Death of a Salesman Essay

        Self-awareness and awareness of others or the world begins to develop when external events present individuals with new information. In the case of Biff Loman in the play Death of a Salesman by Arthur Miller, he begins to develop his own identity and values separate from his father after meeting with his father in Boston, after the meeting with Bill Oliver and after his father Willy's suicide. These experiences change Biff's views of himself and the values he has held.
        Biff has always been imbued with the values of his father, of the business world and the goal of money. Biff's father, Willy, is a salesman and success in life is money. After high school, however, Biff began to get sick of the routine and competition of the work he did involving business so he left the city to go to work outdoors where he feels he belongs. He makes little money on the farms and ranches, which doesn't fulfill the expectations he has inherited from his father. He's back home because he feels lost and doesn't know what to do.
        The first experience Biff has that changes his outlook is one that changes his opinion of his father. It is one from the past. Biff deeply admires his father, almost as a hero, like any kid. When he fails math and therefore cannot graduate from high school, Biff goes to his father who is in Boston on business. He is convinced his father the salesman can talk to his teacher to raise his mark. In his father's hotel room, he is horrified to discover his dad with another woman. Biff's image of his father is shattered. He calls his father a liar, a fake and a phony. This is when he starts questioning himself and all that he has known. He seems to lose belief in the world his father has told him about, and he is no longer motivated to finish high school. This event in Biff's life changes his view of his father, and his father's values, which he had adopted as his own.

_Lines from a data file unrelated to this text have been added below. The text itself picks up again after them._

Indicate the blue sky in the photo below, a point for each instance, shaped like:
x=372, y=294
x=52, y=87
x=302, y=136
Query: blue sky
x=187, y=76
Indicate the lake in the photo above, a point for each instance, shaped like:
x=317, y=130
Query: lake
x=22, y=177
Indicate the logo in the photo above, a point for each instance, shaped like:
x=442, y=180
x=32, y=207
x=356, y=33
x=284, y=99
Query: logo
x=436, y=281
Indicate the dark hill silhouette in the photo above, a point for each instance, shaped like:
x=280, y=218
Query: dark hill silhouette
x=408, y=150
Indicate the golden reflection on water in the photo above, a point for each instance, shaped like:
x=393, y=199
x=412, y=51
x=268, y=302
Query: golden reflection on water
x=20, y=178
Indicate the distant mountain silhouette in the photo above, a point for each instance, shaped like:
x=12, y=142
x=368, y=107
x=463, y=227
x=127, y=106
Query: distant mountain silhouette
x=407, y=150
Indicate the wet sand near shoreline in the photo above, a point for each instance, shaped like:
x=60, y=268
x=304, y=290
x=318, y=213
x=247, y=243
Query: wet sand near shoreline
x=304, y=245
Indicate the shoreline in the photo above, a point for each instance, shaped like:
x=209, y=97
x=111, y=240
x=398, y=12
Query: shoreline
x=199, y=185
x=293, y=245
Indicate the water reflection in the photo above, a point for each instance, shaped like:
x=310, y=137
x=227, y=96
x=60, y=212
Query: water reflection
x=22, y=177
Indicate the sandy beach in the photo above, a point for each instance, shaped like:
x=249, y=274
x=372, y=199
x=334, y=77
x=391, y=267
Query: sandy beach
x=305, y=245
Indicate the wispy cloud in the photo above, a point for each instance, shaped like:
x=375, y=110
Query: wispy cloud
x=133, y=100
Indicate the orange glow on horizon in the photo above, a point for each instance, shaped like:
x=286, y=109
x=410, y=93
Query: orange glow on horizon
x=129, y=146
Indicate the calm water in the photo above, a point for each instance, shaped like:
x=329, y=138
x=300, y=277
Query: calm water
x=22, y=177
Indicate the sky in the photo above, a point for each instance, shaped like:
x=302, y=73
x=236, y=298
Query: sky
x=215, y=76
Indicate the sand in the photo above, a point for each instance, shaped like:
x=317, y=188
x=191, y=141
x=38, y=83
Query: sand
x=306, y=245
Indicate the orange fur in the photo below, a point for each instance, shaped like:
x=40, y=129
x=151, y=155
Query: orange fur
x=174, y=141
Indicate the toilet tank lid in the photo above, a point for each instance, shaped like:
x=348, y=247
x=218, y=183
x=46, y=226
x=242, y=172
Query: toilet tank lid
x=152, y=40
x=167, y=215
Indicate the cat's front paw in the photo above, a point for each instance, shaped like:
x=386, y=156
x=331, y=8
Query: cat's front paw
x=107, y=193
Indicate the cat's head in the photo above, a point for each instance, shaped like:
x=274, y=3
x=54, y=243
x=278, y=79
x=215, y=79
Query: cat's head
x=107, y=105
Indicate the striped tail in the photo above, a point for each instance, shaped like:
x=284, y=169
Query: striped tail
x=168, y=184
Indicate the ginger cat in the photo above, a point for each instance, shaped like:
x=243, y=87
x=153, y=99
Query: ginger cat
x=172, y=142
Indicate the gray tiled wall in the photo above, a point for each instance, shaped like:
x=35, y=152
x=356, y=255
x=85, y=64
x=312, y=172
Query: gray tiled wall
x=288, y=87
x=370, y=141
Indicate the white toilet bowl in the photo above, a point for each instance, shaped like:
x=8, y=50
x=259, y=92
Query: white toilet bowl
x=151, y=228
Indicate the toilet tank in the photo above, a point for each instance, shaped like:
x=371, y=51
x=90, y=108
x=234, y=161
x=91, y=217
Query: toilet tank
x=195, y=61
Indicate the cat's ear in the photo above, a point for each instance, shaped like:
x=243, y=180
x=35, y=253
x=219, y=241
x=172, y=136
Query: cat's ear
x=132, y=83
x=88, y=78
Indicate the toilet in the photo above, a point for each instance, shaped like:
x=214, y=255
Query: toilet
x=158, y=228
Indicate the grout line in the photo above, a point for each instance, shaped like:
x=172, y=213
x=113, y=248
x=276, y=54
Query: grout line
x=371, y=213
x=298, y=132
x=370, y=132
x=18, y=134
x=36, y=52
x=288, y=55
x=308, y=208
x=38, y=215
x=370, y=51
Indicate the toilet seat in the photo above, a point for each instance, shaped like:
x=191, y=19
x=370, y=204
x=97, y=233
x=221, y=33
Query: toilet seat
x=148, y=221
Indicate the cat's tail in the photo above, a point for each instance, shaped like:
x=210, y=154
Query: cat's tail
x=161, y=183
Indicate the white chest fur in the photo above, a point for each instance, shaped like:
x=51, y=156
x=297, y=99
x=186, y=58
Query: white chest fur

        In the present and back at home, Biff has told his father that he is going to see Bill Oliver, for whom he once worked as a salesman, to ask for a loan to start a business of his own in sporting goods. He is going to do this for his father although he says he hates the business world and his father's values which are still hanging on to him. In the restaurant where he is to meet his brother Happy, and Willy, after meeting with Bill Oliver, he tells Happy something that has been revealed to him. He never worked for Bill Oliver as a salesman but was only a shipping clerk. Bill Oliver would not meet with Biff at all because he did not know who Biff was. Biff believed that he was a salesman for this man, but realizes that the Lomans have been living under false memories and lies. Biff, like his father's illusion and exaggeration of being a success as a salesman, went along all his life with these and other revised versions of reality. Biff changes his views and breaks from these illusions.
        Willy himself realizes he has never been a success and possibly chased the wrong goals in life. Still, he will not give up this dream of the salesman. He has in mind one last business deal, to cash in on his $20 000 life insurance policy by killing himself. This will set Biff up financially, transferring his dream onto his son. Willy leaves at night and crashes his car, killing himself. At the funeral, Biff says, "I know who I am." With his father dead, he is free from his father's goals and dreams, and is free to be his own person. His father's death changes Biff, lets Biff become fully himself with no one else's imposing sense of the world.
        Seeing his father in Boston, the meeting with Bill Oliver and his father's suicide reveal to Biff a new awareness. These events change his view of himself, his father and the world. Often, events in life give people new information which helps them become more aware of themselves and of their surroundings.